12 Steps of Christmas | Introduction

Before we begin with Step One and Morning Prayer on Christmas Day, here’s a little background information about the Daily Office, the 12 Steps, and my plan for this series that you may find helpful.

About the Daily Office

From the beginning, Christians, like their Jewish forebears, have prayed at set times of the day. (See Acts 3:1, for example.)

Over the centuries, and especially with the rise of monastic communities, Christians gathered to pray as often as seven times a day (emulating Psalm 119:164).

That sevenfold monastic pattern was simplified during the Reformation, and in the Church of England became two “offices” of Morning and Evening Prayer.

The Roman Catholic Church may refer to these prayers as the Liturgy of the Hours, the Orthodox Churches may refer to them as divine services or divine offices, and the Episcopal Church (to which I belong) refers to them as the Daily Office.

Whatever differences there may be — in number of services, times of the day, selections from Scripture to be read at certain times — there is a basic pattern to the Daily Office that’s pretty common.

The Psalter – Reading from the Psalms has for centuries been the foundation of daily prayer.

In the Episcopal Church, the 150 psalms are read at Morning and Evening Prayer on a seven-week cycle.
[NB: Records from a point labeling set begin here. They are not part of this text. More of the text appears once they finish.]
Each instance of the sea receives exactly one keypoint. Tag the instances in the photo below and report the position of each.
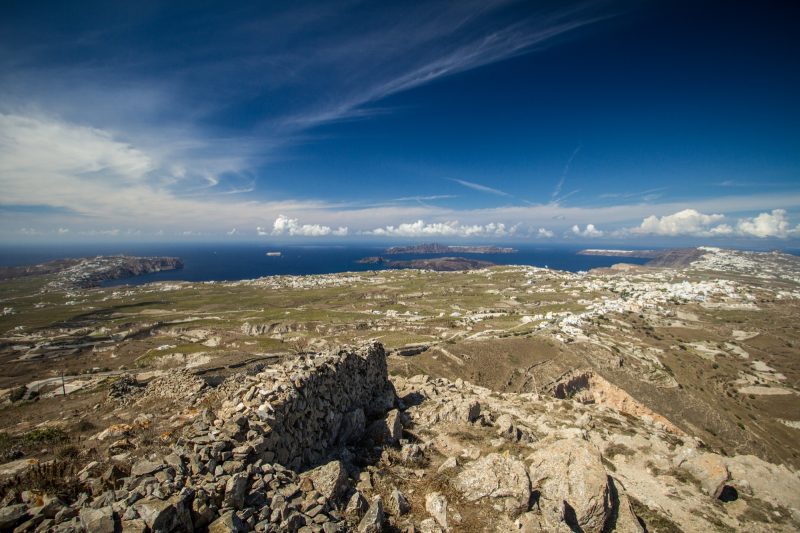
(230, 262)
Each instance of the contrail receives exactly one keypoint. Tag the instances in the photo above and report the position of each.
(564, 173)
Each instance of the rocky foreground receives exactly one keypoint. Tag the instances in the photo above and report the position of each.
(327, 442)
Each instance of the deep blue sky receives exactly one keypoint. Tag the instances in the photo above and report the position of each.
(525, 121)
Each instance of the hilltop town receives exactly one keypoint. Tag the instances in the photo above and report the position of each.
(506, 398)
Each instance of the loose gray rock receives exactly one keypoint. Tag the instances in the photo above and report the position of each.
(145, 467)
(97, 520)
(573, 484)
(12, 515)
(235, 490)
(165, 515)
(372, 522)
(329, 480)
(398, 503)
(227, 523)
(436, 505)
(498, 477)
(357, 504)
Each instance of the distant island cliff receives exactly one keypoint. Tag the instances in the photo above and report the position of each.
(86, 272)
(441, 264)
(435, 248)
(669, 258)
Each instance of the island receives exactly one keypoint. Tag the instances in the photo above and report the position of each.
(642, 254)
(668, 258)
(86, 272)
(435, 248)
(441, 264)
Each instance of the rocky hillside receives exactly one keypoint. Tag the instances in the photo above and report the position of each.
(327, 442)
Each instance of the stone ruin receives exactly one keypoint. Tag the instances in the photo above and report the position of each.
(238, 469)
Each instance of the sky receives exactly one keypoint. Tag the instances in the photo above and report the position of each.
(638, 122)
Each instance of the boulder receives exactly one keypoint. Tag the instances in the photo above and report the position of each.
(236, 490)
(387, 430)
(357, 504)
(398, 503)
(573, 484)
(436, 505)
(352, 427)
(227, 523)
(136, 525)
(167, 515)
(11, 515)
(708, 468)
(499, 478)
(372, 522)
(329, 480)
(145, 467)
(97, 520)
(626, 520)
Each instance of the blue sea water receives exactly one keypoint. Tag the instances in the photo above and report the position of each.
(228, 262)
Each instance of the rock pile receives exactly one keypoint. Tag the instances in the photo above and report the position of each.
(323, 443)
(236, 469)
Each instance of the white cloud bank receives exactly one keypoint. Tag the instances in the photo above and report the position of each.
(284, 225)
(444, 229)
(690, 222)
(590, 231)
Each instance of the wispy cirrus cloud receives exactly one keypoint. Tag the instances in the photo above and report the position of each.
(480, 188)
(554, 197)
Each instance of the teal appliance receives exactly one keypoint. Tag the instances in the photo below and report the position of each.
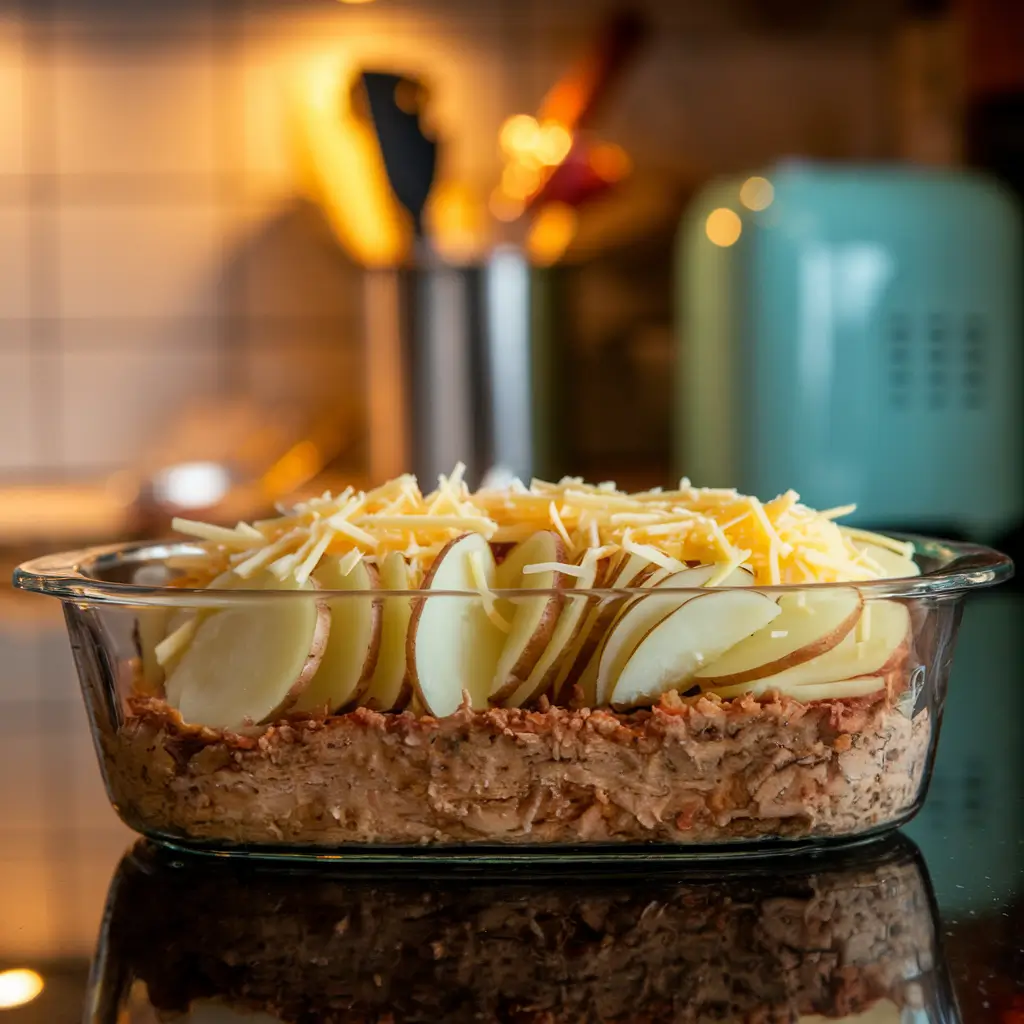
(854, 333)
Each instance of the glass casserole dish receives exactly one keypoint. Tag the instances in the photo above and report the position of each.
(637, 701)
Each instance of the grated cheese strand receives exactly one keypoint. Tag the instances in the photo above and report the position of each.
(781, 541)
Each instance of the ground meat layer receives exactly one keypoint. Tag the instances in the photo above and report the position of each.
(324, 946)
(687, 771)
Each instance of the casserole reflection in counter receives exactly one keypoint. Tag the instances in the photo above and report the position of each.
(849, 937)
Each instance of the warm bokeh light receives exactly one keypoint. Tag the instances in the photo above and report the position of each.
(18, 987)
(551, 232)
(342, 165)
(610, 162)
(504, 207)
(554, 143)
(519, 134)
(757, 194)
(407, 96)
(520, 181)
(458, 222)
(723, 226)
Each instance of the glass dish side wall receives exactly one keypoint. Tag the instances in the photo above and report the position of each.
(690, 774)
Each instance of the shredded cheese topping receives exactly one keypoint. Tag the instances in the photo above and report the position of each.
(781, 541)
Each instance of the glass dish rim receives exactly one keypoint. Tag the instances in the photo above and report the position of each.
(967, 566)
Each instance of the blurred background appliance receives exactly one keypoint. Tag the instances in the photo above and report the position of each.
(854, 333)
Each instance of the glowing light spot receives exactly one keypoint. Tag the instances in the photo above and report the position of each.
(519, 134)
(723, 226)
(610, 162)
(18, 987)
(551, 233)
(757, 194)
The Lessons – Readings from the Hebrew Bible (or the Old Testament) and from the New Testament are next. In some churches, those readings are relatively short (maybe just a verse or two) and may be called “chapters.”

In the Episcopal Church, we have inherited a tradition of reading a lot of Scripture in the Daily Office. Over the course of two years, we read most of the Old Testament once and the whole New Testament twice.
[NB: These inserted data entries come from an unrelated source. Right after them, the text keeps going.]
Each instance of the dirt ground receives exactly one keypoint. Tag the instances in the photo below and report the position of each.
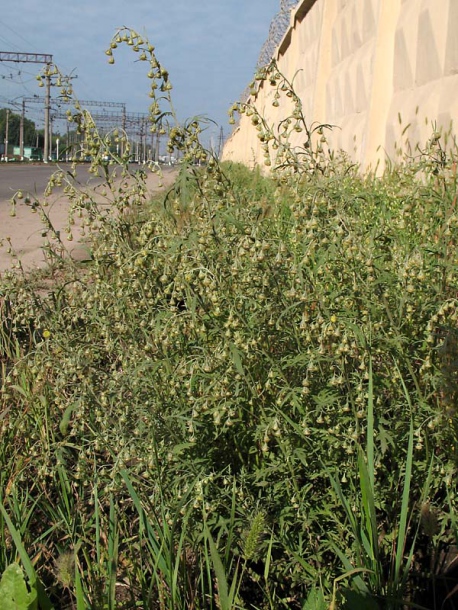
(22, 233)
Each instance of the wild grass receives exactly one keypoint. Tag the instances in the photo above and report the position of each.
(246, 399)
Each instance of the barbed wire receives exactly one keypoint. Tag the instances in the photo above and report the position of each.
(278, 27)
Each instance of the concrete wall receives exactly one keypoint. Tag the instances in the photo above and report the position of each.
(370, 67)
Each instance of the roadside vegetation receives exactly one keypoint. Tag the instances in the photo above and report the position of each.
(246, 398)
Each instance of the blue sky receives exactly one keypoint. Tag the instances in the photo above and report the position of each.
(210, 48)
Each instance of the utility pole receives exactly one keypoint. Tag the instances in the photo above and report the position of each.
(47, 109)
(21, 132)
(34, 58)
(6, 134)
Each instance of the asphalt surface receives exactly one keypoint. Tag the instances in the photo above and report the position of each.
(32, 178)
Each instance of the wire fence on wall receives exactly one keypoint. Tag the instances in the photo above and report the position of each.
(277, 30)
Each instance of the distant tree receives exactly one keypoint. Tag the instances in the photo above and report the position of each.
(14, 121)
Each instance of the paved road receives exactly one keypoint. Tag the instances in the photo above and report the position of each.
(33, 178)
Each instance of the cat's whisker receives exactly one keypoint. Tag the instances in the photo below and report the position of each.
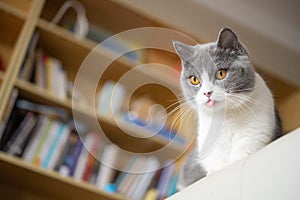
(243, 104)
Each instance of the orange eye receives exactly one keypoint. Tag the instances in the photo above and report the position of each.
(194, 80)
(221, 74)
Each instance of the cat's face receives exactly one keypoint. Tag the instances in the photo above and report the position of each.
(216, 75)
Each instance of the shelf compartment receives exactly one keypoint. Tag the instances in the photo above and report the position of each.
(72, 51)
(107, 14)
(114, 133)
(47, 184)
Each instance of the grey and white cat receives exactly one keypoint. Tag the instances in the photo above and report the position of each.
(220, 83)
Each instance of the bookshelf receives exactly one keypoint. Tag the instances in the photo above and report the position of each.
(22, 19)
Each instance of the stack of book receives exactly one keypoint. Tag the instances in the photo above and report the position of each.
(43, 136)
(44, 70)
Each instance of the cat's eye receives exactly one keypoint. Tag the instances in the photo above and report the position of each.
(194, 80)
(221, 74)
The schedule of what Psalms and Scripture lessons are to be read on a particular day is called the “lectionary.”

The Prayers – Beginning with the Lord’s Prayer, we pray for our own needs and those of others and we give thanks to God for the blessings we enjoy.
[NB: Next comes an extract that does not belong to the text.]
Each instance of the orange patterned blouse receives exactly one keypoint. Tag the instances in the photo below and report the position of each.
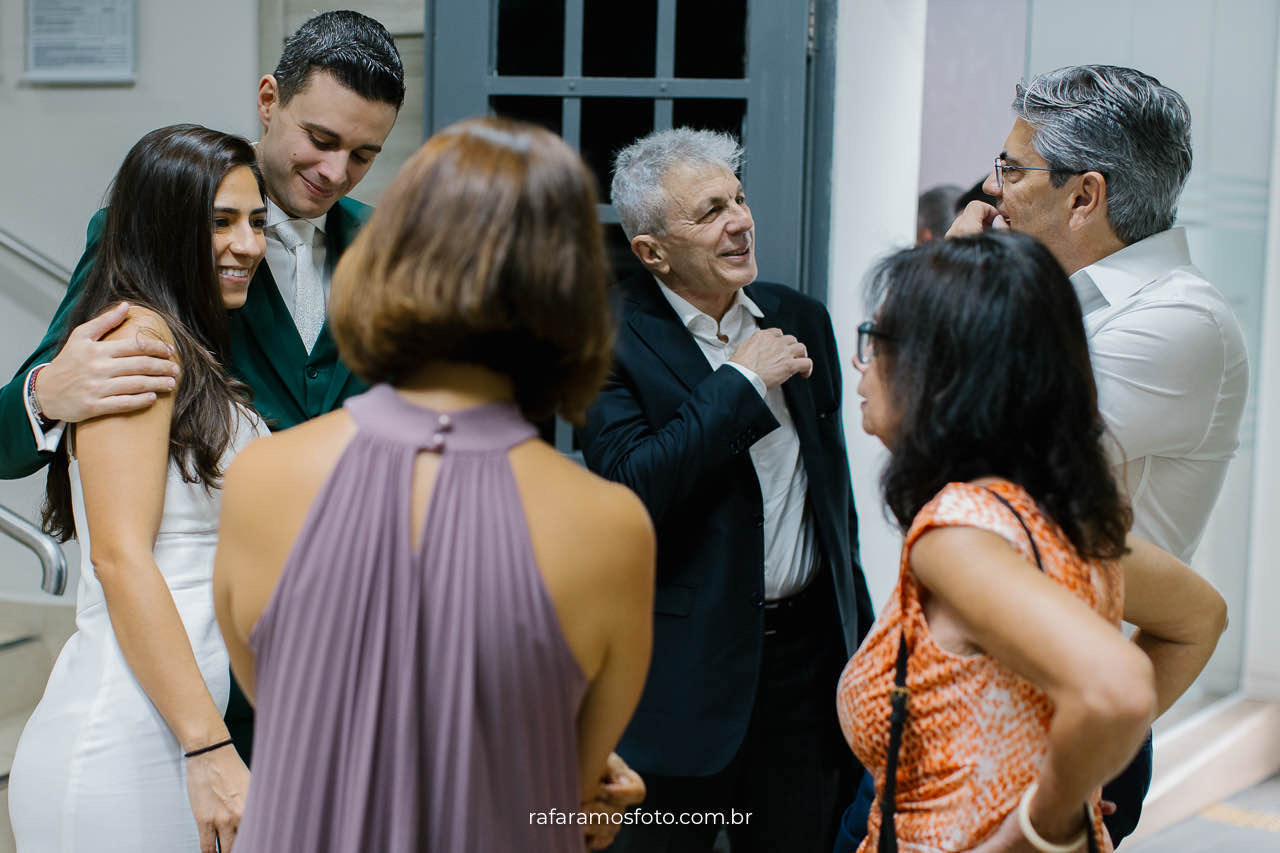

In the Episcopal Church, there are special prayers called “collects” that set themes for every Sunday of the year, for days of the week, and for special occasions. At each office, we commonly read two or three of these collects.

About the 12 Steps

The 12 Steps of Alcoholics Anonymous, according to the history timeline on the AA website, date to 1938 and to the early experience of the first members.

They are “a group of principles, spiritual in their nature, which, if practiced as a way of life, can expel the obsession to drink and enable the sufferer to become happily and usefully whole.”

The 12 Steps were codified from the “Big Book” titled Alcoholics Anonymous, which also includes stories sharing members’ experience, strength, and hope.

You can read the 12 Steps in short form or in the longer form of the book Twelve Steps and Twelve Traditions.

About this blog

I’ve been praying the Daily Office for about 23 years now, since before my ordination as a deacon in the Episcopal Church, and I’ve been writing and teaching about it for many years.

I’ve only been practicing recovery for a little over two years now, since becoming sober in October 2013.

Three things really stand out for me as I compare the two practices:

The first thing that struck me about AA meetings is the regular reading and re-reading of the Big Book and of the “12 and 12.”

This constant return to the basic texts of AA has a lot in common with the practice of the Daily Office.

Year after year, season after season, week after week, “one day at a time,” the words of the basic texts — Bible or Big Book — soak into your imagination, and you begin a process of incorporating their wisdom into your daily living.

The second thing that I discovered is that both AA and the church talk about similar spiritual practices; we just call them by different names. For example, what AA calls a “daily self-inventory” the church calls “Confession of Sin.”

And third, both practices are done not because you feel like it, but because it’s time to do it.

We pray Morning Prayer each day at 6 am because that’s the time to do it; we go to an AA meeting on Friday evenings because that’s the time to do it. We can enjoy a “daily reprieve contingent on the maintenance of our spiritual condition” (Big Book 85).

The 12 Steps of Christmas

Each day during the 12 Days of Christmas, we will read one of the 12 steps and pray the Daily Office with its psalms and Bible lessons as appointed in the lectionary.

From the resonances between them, perhaps some wisdom will emerge that will help in our “spiritual awakening.”

I look forward to having you join me in the process for the next 12 days, and I invite you to share in the conversation by adding your comments.

Merry Christmas!

5 thoughts on “12 Steps of Christmas | Introduction

  1. Anthony

    Thank you for this site; what a great idea. I am a friend of Bill W. and also an enthusiastic Episcopalian who regularly prays the Office and your 12 steps/12 days practice is a terrific grounding during a time of year so many of us lose our balance.